Nvidia should do it since G80 (the interpolation is done in the SFU, the whitepaper saying "Plane equation unit generates plane equation fp32 coefficients to represent all triangle attributes". Intel always did (since gen4, i965) interpolation in the shader (with the help of a PLN instruction), however they only switched to barycentric with Gen6 (Sandy Bridge).DX9 hardware (including last gen consoles) already supported centroid interpolation. You could actually become interpolation (fixed function hardware) bound if you had too many interpolants (or used VPOS).
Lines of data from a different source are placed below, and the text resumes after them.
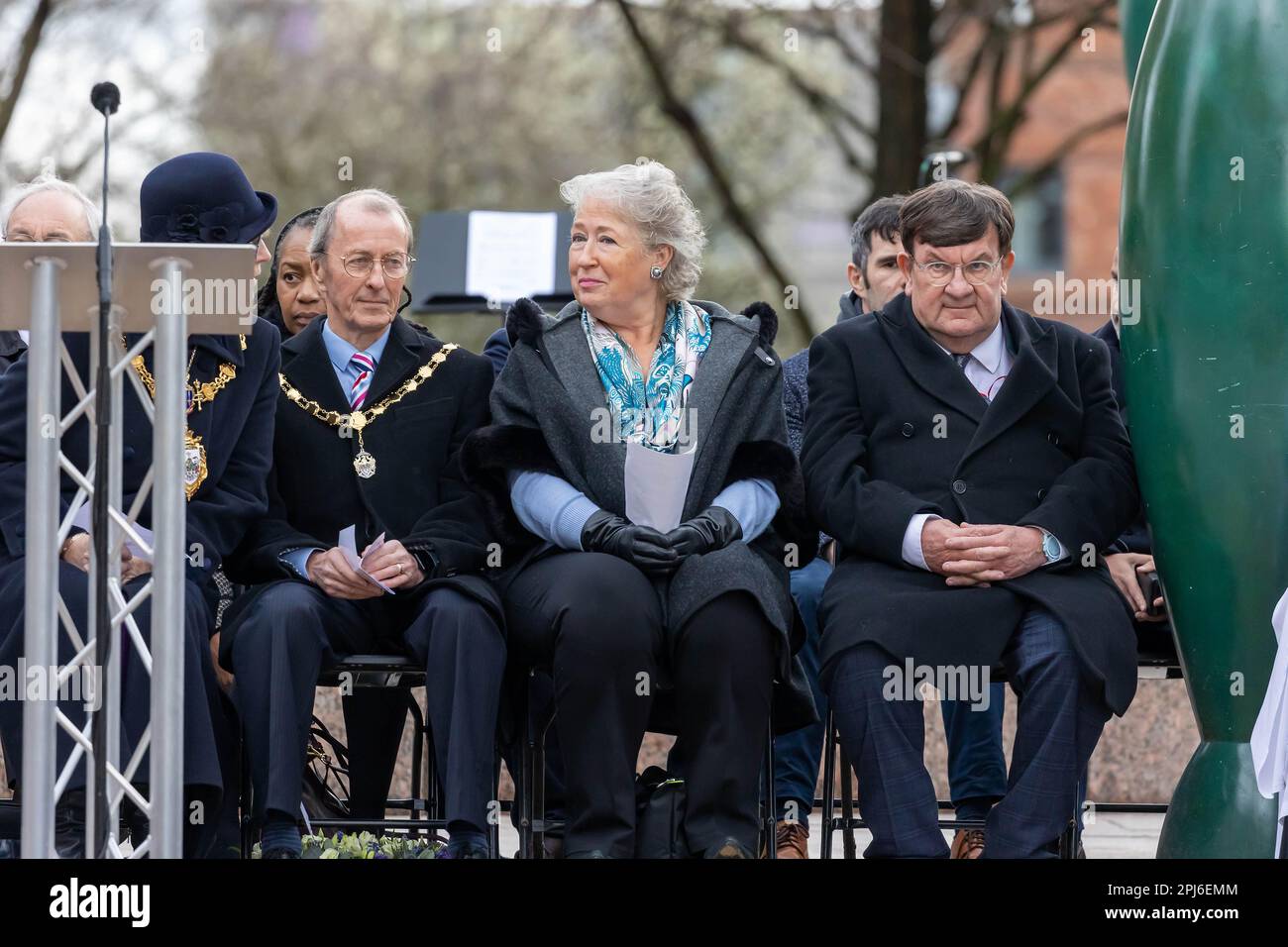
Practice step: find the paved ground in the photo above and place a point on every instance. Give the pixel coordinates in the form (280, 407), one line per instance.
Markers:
(1112, 836)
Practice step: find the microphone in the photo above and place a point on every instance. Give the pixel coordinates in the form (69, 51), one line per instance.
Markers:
(106, 98)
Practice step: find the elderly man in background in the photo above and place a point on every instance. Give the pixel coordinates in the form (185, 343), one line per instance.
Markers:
(970, 460)
(47, 209)
(875, 278)
(370, 421)
(233, 377)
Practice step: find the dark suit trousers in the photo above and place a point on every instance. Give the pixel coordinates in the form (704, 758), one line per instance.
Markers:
(1060, 719)
(596, 622)
(294, 630)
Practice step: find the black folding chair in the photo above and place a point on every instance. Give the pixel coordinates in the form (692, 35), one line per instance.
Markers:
(1154, 663)
(425, 812)
(531, 787)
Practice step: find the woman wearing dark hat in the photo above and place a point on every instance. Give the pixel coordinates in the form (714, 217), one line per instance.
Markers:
(636, 369)
(232, 382)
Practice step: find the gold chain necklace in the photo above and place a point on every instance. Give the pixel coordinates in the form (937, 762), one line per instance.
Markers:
(365, 464)
(194, 470)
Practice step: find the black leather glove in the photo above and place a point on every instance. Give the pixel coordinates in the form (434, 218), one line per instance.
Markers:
(640, 545)
(711, 530)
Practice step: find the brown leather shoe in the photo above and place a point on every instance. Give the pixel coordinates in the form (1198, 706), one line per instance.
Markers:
(969, 843)
(791, 840)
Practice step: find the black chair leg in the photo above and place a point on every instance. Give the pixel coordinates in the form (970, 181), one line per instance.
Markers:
(417, 759)
(828, 784)
(493, 817)
(248, 840)
(539, 787)
(526, 775)
(848, 805)
(769, 812)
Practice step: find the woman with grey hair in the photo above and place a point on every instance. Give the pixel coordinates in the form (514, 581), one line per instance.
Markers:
(621, 611)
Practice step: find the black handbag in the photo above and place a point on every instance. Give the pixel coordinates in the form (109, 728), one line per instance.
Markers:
(660, 815)
(326, 776)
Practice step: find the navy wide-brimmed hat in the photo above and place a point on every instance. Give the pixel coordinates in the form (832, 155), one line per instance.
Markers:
(202, 197)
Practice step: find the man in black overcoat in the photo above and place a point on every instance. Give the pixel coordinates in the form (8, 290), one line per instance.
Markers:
(370, 421)
(970, 460)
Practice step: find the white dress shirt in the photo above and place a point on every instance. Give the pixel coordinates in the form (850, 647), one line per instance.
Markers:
(987, 368)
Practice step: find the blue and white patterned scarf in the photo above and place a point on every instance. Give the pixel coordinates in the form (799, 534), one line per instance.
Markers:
(649, 411)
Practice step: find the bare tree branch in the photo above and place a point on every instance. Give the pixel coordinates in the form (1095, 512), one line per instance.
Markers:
(1034, 175)
(687, 121)
(26, 51)
(992, 144)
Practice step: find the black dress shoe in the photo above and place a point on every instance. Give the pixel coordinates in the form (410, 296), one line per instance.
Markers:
(69, 825)
(729, 848)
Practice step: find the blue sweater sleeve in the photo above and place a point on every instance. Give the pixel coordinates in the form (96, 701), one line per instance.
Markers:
(297, 560)
(550, 508)
(752, 502)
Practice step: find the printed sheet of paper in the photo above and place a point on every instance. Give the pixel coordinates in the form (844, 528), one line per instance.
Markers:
(349, 547)
(81, 522)
(509, 256)
(656, 486)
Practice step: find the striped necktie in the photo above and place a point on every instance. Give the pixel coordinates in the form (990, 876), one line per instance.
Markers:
(366, 367)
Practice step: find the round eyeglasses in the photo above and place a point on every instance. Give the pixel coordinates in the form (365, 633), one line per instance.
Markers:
(977, 272)
(393, 265)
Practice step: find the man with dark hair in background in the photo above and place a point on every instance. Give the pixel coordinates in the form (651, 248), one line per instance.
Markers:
(875, 278)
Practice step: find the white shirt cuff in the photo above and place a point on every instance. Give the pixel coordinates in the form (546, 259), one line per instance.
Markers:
(912, 553)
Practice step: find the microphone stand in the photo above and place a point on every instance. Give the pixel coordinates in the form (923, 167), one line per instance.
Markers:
(106, 98)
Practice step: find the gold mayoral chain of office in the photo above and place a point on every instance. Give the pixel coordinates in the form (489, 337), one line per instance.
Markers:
(196, 394)
(357, 421)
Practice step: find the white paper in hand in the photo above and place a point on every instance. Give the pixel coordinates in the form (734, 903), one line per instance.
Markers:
(656, 486)
(81, 522)
(349, 547)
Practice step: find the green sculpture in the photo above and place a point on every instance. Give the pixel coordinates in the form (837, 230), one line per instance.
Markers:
(1205, 231)
(1133, 24)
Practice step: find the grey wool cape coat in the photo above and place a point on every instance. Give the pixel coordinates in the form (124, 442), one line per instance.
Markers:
(544, 408)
If all the modern PC/mobile GPUs do the interpolation in the pixel shader using barycentrics (like GCN does), it would mean that cross vendor SV_Barycentric pixel shader input semantic would be possible. This would be awesome, as it would allow analytical AA among other goodies on PC (assuming DX12 and/or Vulkan support it).
Mobile could be different though. From the freedreno sources, it seems adreno (since 300 series) also does some kind of barycentric interpolation, but from a quick glance the barycentric coordinates may not be available as ordinary registers (the driver issues OPC_BARY_F instructions). Not sure though it was a very quick glance, and no idea about others...
I don't have any idea. Intel doesn't publish throughput numbers for the extended math functions ever since these were no longer a true external shared unit (the dreaded MathBox), so not since Sandy Bridge. The last numbers thus are for Ironlake - the docs are saying throughput 3 rounds per element for quotient, 4 for remainder. Note this is for a _scalar_ element, so dead slow (at least i965 only had one MathBox for the whole gpu, IIRC a very frequent bottleneck). For comparison, sqrt was also quoted to need 3 rounds per element, and things like sin/cos, pow being much slower still. (The docs are actually saying one round has 22 clock cycle latency, I don't know if I should believe what I think this really means, as it would be really awful...) In any case it's probably best not to extrapolate anything from these values to more modern chips, wouldn't be surprising imho if some operations now have less or more throughput compared to others.Not surprising that Intel is leading the pack. Do you know how fast their integer divider is (2 bits per cycle? = 16 cycles total?). That would be 3x+ faster than emulation. Still, I wouldn't use integer divides unless there's a very good reason.